After a few uncertain weeks in which the global situation worsened, we decided to give virtual training a shot. Honestly, I wasn’t 100% on board with this. I was leaning toward just “waiting it out” and hopefully rescheduling what was “postponed.” After all, we had no experience with virtual training or platforms like Zoom or Adobe Connect and had never converted a live seminar experience to a different medium. Yet on April 22, 2020, we offered our first virtual seminar via Zoom. It was rough initially, but I’m glad we did it. Here is some of my insight on Enerdynamics’ experience moving to a virtual world.
One important factor we had in our favor during this transition was a full awareness that we were using a different medium.
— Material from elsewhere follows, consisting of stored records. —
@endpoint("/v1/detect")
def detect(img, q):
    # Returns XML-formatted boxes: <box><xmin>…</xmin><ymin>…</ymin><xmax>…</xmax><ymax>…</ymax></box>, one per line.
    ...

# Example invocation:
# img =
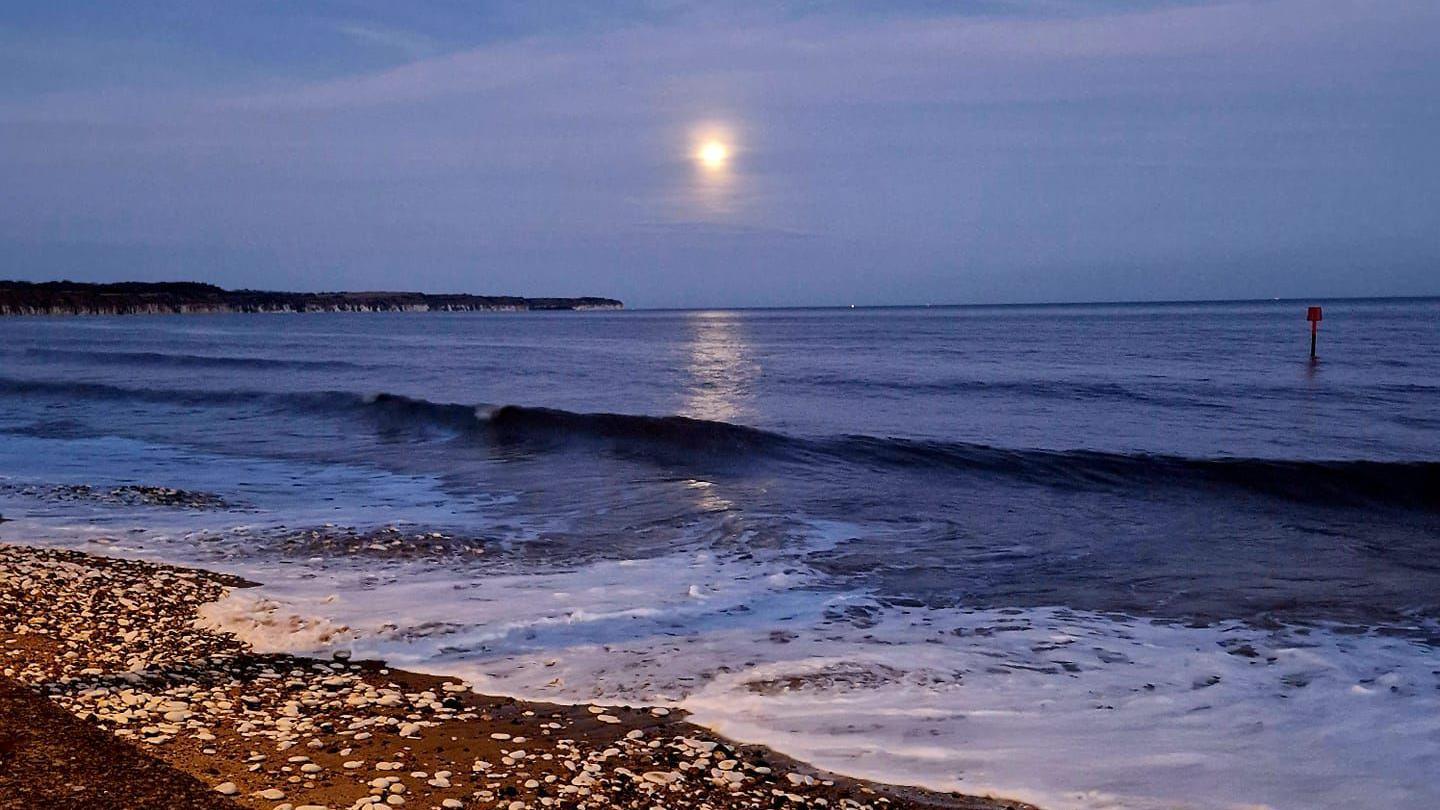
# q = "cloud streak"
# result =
<box><xmin>0</xmin><ymin>0</ymin><xmax>1440</xmax><ymax>306</ymax></box>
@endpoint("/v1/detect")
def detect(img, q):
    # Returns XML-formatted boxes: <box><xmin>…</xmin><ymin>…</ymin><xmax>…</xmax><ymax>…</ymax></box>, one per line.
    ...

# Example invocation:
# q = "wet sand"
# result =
<box><xmin>0</xmin><ymin>545</ymin><xmax>1030</xmax><ymax>810</ymax></box>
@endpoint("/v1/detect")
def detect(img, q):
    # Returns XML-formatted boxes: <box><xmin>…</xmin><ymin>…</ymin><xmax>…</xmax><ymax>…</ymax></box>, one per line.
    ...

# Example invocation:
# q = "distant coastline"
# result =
<box><xmin>0</xmin><ymin>281</ymin><xmax>625</xmax><ymax>316</ymax></box>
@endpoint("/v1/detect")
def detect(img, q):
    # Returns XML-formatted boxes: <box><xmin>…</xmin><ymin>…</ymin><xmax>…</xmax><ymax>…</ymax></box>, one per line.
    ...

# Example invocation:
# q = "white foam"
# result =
<box><xmin>5</xmin><ymin>492</ymin><xmax>1440</xmax><ymax>810</ymax></box>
This is a lesson we learned in our early years of developing online training, often from live seminars. They are not the same thing! Similarly, the virtual experience is not the same as physically being in a room with 30 participants. First, you can’t see most of them. Our clients are corporate, and we learned early we can’t demand they use cameras. And even if we had, that caused bandwidth issues that you don’t want anyway. So, the first hurdle was adding interaction among an audience that was not together and often silent and unseen.
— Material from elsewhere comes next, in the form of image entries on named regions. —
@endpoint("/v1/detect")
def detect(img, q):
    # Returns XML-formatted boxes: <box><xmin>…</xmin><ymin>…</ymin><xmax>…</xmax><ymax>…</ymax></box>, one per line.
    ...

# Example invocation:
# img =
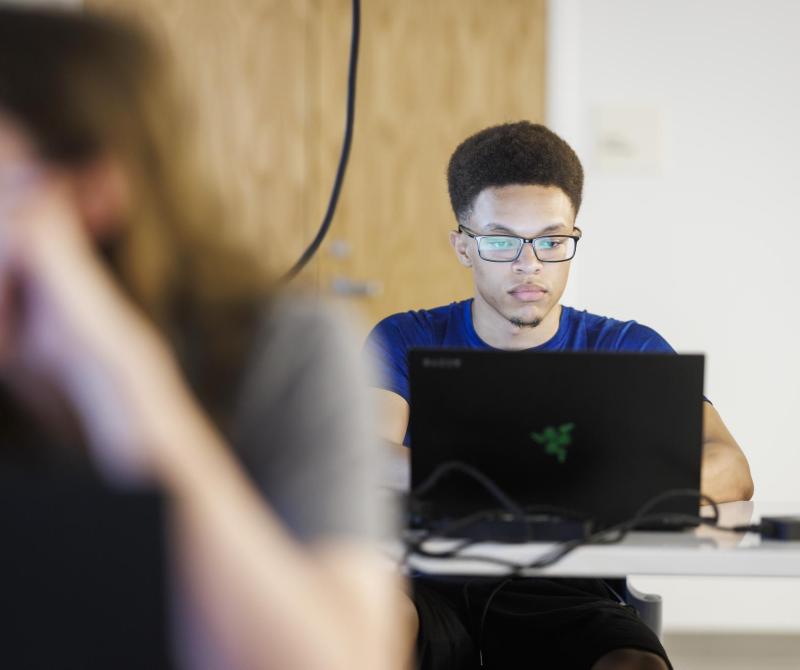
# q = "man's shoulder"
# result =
<box><xmin>566</xmin><ymin>308</ymin><xmax>673</xmax><ymax>352</ymax></box>
<box><xmin>372</xmin><ymin>300</ymin><xmax>469</xmax><ymax>346</ymax></box>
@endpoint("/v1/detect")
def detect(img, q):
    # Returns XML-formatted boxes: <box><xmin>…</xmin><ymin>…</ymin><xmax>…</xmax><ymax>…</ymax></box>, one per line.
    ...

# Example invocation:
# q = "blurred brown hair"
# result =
<box><xmin>0</xmin><ymin>7</ymin><xmax>270</xmax><ymax>404</ymax></box>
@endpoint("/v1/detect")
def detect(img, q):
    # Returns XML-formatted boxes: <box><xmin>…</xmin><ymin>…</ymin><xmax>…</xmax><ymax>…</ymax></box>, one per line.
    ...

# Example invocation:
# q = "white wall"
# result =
<box><xmin>548</xmin><ymin>0</ymin><xmax>800</xmax><ymax>630</ymax></box>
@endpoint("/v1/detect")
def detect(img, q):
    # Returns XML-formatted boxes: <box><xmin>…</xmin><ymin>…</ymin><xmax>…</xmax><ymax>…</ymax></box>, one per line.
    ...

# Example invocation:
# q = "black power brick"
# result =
<box><xmin>760</xmin><ymin>516</ymin><xmax>800</xmax><ymax>540</ymax></box>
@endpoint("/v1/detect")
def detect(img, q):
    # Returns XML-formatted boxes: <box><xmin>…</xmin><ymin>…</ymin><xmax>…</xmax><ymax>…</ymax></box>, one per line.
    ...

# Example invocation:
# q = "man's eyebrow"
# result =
<box><xmin>485</xmin><ymin>223</ymin><xmax>567</xmax><ymax>237</ymax></box>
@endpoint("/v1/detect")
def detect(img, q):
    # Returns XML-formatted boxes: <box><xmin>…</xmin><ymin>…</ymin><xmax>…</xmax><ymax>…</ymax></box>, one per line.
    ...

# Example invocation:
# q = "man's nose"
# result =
<box><xmin>513</xmin><ymin>242</ymin><xmax>542</xmax><ymax>273</ymax></box>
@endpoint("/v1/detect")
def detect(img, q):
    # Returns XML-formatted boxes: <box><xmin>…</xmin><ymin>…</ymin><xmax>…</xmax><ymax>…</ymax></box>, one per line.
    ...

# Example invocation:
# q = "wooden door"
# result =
<box><xmin>312</xmin><ymin>0</ymin><xmax>545</xmax><ymax>330</ymax></box>
<box><xmin>86</xmin><ymin>0</ymin><xmax>545</xmax><ymax>330</ymax></box>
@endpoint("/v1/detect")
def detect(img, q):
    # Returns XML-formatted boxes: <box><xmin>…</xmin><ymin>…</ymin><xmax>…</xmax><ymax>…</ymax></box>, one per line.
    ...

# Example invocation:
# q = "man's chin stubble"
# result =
<box><xmin>509</xmin><ymin>319</ymin><xmax>542</xmax><ymax>328</ymax></box>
Hurdle No. 2 was choosing an online platform. We started with Zoom as it is easy to use, though admittedly it does not have many options. That decision was soon followed by Zoom’s security issues, which were so bad many of our clients outlawed the platform altogether. (These rules were subsequently altered after Zoom made changes to ensure it was more secure. But we still have clients that are wary of sharing files, etc.)
We then moved to Adobe Connect. In a world where everything works as it should, it’s a facilitator’s dream! It has multiple interactivity options, cool breakout rooms with white boards, etc. However, we encountered audio problems that persist to this day. Our workaround is to have participants use both a computer for the visual presentation and a phone for the audio. Not ideal, but it works. Most times. But if I’ve learned anything, the technology can sink a virtual class. Ultimately, whatever features your platform offers, if the technology doesn’t work your class will suffer. I still use Zoom for this very reason. It works.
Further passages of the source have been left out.